Earnestness
THE late Rowland Hill, in once addressing the people at Wotton, raising himself exclaimed― “Because I am in earnest, men call me an enthusiast. When I first came into this part of the country, I was walking on yonder hill, and saw a gravel-pit fall in and bury three human beings alive. I lifted up my voice for help so loud that I was heard in the town below at a distance of nearly a mile. Help came, and rescued two of the sufferers. No one called me an enthusiast then; and when I see eternal destruction ready to fall on poor sinners, and about to entomb them irrecoverably in an eternal main of woe, and call aloud to them to escape, shall I be called an enthusiast now? No, sinner, I am not enthusiast in so doing; and I call on thee aloud to fly for refuge to the hope set before the in the Gospel of Christ Jesus.”
Fragments.
“WE do not wait for the kingdom to see glories.” Is it no glory for you to have a purged conscience? Is it no glory to be fully entitled to be in the presence of God without a blush? No glory to call God Father? to have Christ as your Forerunner in heavenly places? to enter into the holiest without a quiver of conscience? No glory to be introduced into the secrets of God? If we can lift up our heart, and cry, “Abba, Father;” if we can lift up our heart, and say, “Who shall condemn?” or “Who shall separate us from the love of Christ?” if we can believe that we are bone of His bone, and flesh of His flesh; that we are part of Christ’s fullness, will anyone say there is no glory in all that?

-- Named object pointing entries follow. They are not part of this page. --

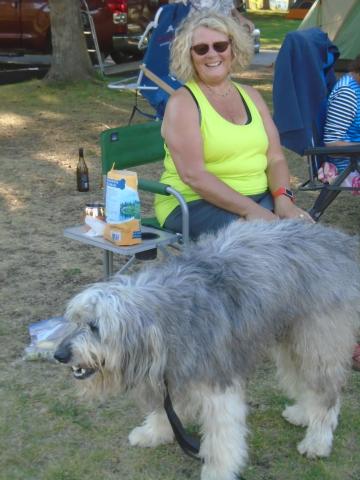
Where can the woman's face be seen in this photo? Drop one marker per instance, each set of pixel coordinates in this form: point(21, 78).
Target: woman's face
point(214, 66)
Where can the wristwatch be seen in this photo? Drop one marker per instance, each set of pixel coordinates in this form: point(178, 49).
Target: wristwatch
point(284, 191)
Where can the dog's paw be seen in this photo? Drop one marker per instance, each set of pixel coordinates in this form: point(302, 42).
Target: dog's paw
point(145, 437)
point(295, 415)
point(208, 472)
point(315, 447)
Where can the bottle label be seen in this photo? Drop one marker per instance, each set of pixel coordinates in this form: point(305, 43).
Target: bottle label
point(84, 181)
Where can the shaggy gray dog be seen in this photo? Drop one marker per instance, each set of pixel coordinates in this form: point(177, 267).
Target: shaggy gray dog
point(202, 320)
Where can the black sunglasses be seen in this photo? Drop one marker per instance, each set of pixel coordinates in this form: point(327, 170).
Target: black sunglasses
point(203, 48)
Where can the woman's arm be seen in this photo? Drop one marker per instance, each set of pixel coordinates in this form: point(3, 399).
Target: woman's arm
point(181, 131)
point(277, 170)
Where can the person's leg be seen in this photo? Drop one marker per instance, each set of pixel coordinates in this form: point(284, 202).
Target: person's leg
point(356, 357)
point(207, 218)
point(204, 218)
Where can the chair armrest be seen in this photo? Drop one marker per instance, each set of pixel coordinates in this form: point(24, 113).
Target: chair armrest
point(163, 189)
point(153, 186)
point(347, 151)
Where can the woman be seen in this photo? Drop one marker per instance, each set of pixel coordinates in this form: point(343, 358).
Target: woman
point(222, 147)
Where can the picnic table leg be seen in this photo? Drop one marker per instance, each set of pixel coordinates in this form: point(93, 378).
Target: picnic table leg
point(108, 264)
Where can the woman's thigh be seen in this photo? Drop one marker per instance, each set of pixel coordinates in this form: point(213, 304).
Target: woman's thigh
point(207, 218)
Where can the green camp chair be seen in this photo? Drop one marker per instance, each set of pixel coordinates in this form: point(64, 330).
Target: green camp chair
point(124, 148)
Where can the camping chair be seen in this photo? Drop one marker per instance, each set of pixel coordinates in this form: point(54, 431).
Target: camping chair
point(154, 81)
point(126, 148)
point(304, 76)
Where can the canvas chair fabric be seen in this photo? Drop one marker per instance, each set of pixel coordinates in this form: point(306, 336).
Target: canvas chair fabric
point(155, 70)
point(303, 77)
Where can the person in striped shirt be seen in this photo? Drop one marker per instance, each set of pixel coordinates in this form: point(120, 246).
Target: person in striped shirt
point(342, 124)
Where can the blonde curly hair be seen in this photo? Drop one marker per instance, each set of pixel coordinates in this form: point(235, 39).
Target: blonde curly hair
point(181, 64)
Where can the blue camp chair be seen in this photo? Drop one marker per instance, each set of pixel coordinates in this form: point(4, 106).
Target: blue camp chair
point(154, 81)
point(304, 76)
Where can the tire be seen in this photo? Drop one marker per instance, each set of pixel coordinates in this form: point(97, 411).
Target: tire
point(121, 57)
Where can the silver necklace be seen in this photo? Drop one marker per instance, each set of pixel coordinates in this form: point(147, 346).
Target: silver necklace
point(222, 95)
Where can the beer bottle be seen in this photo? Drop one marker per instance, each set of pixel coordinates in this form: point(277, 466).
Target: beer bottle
point(82, 173)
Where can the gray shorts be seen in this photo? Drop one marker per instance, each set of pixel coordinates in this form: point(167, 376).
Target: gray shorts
point(207, 218)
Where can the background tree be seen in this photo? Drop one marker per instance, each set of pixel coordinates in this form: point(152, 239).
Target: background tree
point(70, 58)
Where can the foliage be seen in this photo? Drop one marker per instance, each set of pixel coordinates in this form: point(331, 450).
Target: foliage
point(273, 27)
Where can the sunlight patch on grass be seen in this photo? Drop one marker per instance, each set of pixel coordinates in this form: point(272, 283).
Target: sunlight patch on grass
point(11, 197)
point(13, 120)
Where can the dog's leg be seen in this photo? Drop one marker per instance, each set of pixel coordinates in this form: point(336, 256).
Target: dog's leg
point(223, 422)
point(322, 423)
point(292, 384)
point(156, 430)
point(322, 353)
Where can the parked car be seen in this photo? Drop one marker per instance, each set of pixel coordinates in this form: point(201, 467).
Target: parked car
point(299, 9)
point(25, 25)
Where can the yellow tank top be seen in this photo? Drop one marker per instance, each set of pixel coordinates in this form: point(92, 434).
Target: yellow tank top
point(236, 154)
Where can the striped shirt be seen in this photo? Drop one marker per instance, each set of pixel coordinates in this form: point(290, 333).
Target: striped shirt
point(343, 116)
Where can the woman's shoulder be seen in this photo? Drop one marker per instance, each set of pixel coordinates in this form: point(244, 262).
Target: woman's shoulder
point(251, 93)
point(183, 96)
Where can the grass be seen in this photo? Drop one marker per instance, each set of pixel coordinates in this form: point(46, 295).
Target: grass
point(46, 433)
point(273, 27)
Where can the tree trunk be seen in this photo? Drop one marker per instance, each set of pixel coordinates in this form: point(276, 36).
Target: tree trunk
point(70, 58)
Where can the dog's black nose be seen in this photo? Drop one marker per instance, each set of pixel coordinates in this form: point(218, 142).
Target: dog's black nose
point(63, 353)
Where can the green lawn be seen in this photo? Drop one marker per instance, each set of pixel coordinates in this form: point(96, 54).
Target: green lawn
point(273, 27)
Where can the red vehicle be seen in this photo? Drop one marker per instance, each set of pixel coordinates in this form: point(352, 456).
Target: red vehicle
point(119, 24)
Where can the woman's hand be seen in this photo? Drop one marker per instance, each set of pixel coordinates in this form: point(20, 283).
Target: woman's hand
point(256, 212)
point(285, 208)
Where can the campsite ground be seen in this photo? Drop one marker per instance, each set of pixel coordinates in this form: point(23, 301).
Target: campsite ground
point(46, 433)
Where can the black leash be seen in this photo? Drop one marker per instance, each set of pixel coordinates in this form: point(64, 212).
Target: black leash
point(188, 443)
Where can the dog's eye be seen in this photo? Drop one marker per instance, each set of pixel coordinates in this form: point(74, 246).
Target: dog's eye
point(94, 328)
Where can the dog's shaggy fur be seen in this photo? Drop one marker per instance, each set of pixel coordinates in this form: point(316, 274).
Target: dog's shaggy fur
point(203, 319)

If it were told me that God had ordained for me, above all other men, that I should live upon the earth several thousand years in peace and happiness, and have all that the heart could desire, should not I say: “That cannot be God’s word; it is too much and too great. Who am I that God should give me this?” How much less dues it enter into man’s heart, that God should give such a treasure as His Son, and with Him eternal life and blessedness! Who can tell how great is its amount? ―Luther.
“Difficulties may come in; God may allow many things to arise to prove our weakness; but the simple path of obedience is to go on, not looking beforehand at what we have to do, but reckoning upon the help that we shall need and End when the time arrives.”
“It is not ‘much strength’ that is the question, but the thing we most want is greater conformity to the position of Christ.”